OArt OArtCD 4 (2006)

NORDIK TREE
Nordik Tree

Nordik Tree NDTCD 006 (2006)

The latest in a long line of albums by fiddle band JPP from Finland’s western region of Ostrobothnia is devoted to the compositions of fiddler Arto Järvelä who, alongside his uncle Mauno Järvelä and harmonium player Timo Alakotila, writes much of the band’s material. He has a characteristic style, a surging driven bow interspersed with, leaping syncopation, busy skittering phrases and an oft-repeated four-note turn over chords that shift in directions that seem eccentrically odd and unexpected until one becomes accustomed to this intricate JPP music that springs from the much more regular Kaustinen tradition.
      Artology, featuring the standard JPP line-up of four fiddles, harmonium and double bass (the latter played these days by Frigg’s Antti Järvelä), comprises ten pieces including a tango dedicated to Julio de Caro and other tunes tipping the hat to the influence of Swedish fiddler Sven Ahlbäck and Americans Pete Sutherland and Stuff Smith, the latter from a live recording at Kaustinen festival.

      It was meeting two fiddles and harmonium band Forsmark Tre from Västergotland in south-west Sweden at Kaustinen festival in 1984 that set Arto and Timo of JPP on a course of adding chordal harmonies and arrangements to Kaustinen fiddling.
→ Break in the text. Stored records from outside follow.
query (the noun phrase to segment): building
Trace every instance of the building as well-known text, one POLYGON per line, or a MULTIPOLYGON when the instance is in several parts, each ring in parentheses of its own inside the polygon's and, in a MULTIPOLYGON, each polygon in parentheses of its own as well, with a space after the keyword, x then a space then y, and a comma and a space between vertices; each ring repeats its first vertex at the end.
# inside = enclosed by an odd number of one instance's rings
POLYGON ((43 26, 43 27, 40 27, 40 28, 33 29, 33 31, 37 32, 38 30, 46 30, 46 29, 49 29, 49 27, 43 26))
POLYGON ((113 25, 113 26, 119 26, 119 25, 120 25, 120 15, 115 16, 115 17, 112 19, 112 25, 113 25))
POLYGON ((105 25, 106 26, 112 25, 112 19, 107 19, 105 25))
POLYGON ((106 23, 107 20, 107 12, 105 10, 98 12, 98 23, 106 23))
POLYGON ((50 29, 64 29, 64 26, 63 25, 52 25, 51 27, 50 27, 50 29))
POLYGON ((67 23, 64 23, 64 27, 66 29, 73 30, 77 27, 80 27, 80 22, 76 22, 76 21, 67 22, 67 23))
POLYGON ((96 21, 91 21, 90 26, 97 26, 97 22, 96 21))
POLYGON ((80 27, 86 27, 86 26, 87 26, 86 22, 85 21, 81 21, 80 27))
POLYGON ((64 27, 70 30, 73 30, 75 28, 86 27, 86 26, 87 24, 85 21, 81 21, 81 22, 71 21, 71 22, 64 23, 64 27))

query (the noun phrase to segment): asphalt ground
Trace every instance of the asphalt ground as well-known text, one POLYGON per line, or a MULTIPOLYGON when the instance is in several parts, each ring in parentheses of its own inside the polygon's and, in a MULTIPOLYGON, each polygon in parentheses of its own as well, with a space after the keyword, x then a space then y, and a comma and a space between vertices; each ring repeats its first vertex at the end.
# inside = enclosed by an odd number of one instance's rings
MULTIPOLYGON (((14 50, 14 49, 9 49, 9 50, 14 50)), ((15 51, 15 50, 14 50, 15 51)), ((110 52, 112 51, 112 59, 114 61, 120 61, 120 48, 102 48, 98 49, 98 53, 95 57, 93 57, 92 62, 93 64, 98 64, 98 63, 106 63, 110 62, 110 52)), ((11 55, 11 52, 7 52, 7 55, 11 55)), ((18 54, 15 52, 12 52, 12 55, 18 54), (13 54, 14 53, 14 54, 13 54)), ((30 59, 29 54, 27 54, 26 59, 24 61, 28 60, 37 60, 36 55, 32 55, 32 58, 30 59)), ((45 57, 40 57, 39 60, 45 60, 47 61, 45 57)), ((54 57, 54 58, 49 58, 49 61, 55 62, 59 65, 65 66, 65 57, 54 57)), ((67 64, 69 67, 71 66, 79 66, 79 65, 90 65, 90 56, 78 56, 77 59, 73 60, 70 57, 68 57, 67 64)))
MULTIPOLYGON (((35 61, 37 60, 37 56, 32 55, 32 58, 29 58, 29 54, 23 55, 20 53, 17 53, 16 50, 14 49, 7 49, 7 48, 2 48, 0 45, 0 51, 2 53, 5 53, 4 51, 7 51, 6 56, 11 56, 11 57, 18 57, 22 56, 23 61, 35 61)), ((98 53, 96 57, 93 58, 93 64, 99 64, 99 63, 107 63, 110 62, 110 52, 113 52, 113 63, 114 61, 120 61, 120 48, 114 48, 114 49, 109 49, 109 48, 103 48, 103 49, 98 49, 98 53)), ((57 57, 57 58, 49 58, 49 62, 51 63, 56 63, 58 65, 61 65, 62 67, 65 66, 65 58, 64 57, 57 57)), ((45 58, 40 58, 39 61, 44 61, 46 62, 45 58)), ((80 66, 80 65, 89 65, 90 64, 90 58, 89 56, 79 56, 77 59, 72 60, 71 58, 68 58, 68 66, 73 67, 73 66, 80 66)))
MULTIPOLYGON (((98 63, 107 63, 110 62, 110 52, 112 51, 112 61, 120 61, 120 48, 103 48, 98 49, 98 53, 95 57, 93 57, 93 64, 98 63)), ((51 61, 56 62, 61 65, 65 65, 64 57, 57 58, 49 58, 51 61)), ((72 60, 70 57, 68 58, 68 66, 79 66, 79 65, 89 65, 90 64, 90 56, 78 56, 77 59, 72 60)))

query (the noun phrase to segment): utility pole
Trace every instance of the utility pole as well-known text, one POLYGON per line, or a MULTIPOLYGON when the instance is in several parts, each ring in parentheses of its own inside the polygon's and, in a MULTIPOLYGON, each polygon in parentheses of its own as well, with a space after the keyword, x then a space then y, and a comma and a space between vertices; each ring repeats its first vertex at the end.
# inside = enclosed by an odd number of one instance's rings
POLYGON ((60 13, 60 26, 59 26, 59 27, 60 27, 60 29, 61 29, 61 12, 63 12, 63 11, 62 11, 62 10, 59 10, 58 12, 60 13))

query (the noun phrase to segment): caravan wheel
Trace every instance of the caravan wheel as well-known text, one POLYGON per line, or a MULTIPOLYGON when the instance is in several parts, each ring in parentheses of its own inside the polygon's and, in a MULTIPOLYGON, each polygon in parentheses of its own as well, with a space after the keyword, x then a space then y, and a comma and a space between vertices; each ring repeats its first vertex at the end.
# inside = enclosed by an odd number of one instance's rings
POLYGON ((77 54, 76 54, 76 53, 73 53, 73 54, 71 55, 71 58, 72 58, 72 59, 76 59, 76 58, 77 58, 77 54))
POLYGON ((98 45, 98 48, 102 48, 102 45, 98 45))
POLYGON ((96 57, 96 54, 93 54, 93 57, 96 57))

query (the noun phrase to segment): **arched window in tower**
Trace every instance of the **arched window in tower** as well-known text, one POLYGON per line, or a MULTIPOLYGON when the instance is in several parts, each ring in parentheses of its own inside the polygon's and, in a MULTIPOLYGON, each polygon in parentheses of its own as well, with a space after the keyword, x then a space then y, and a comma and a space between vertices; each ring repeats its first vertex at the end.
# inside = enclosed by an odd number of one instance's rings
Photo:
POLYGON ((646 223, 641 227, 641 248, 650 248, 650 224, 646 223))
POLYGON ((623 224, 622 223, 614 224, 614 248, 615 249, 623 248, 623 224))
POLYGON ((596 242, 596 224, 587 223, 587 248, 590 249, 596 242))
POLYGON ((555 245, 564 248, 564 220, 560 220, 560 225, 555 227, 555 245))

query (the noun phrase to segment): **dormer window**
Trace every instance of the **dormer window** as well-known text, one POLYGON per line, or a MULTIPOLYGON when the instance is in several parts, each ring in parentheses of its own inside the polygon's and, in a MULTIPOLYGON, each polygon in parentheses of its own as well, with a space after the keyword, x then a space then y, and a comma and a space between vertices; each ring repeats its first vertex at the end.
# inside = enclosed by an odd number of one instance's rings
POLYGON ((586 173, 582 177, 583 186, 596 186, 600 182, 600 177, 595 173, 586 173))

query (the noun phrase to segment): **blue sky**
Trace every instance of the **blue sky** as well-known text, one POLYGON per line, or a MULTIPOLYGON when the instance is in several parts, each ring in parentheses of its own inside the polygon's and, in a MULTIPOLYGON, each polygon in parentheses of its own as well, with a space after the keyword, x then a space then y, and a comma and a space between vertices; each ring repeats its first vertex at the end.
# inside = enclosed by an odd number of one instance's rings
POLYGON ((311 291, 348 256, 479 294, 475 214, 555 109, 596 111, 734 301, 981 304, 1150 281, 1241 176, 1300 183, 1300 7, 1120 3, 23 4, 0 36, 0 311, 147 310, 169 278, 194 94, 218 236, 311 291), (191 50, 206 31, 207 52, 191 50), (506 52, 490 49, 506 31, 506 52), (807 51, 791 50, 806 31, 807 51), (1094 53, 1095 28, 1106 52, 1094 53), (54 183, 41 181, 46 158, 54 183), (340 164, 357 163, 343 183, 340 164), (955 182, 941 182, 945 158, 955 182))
One of Forsmark Tre’s two fiddlers was Hans Kennemark. In Nordik Tree Arto Järvelä and Timo Alakotila form a trio with Kennemark, again two fiddles and harmonium, with occasional swaps to viola or octave mandolin. The material on Nordik Tree is a mix of traditional tunes from Västergotland and Ostrobothnia with compositions by Järvelä and a couple by Kennemark including a fine bridal-style waltz, All Den Kärlek.
      More intimate in feel than JPP, and somewhat more Swedish (but Västergotlandic, not Dalarna’s lurching polskas), while still with some of those ingenious JPP-style harmonisations and changes, the trio makes a full, elegant sound, as expertly played as one would expect from these three.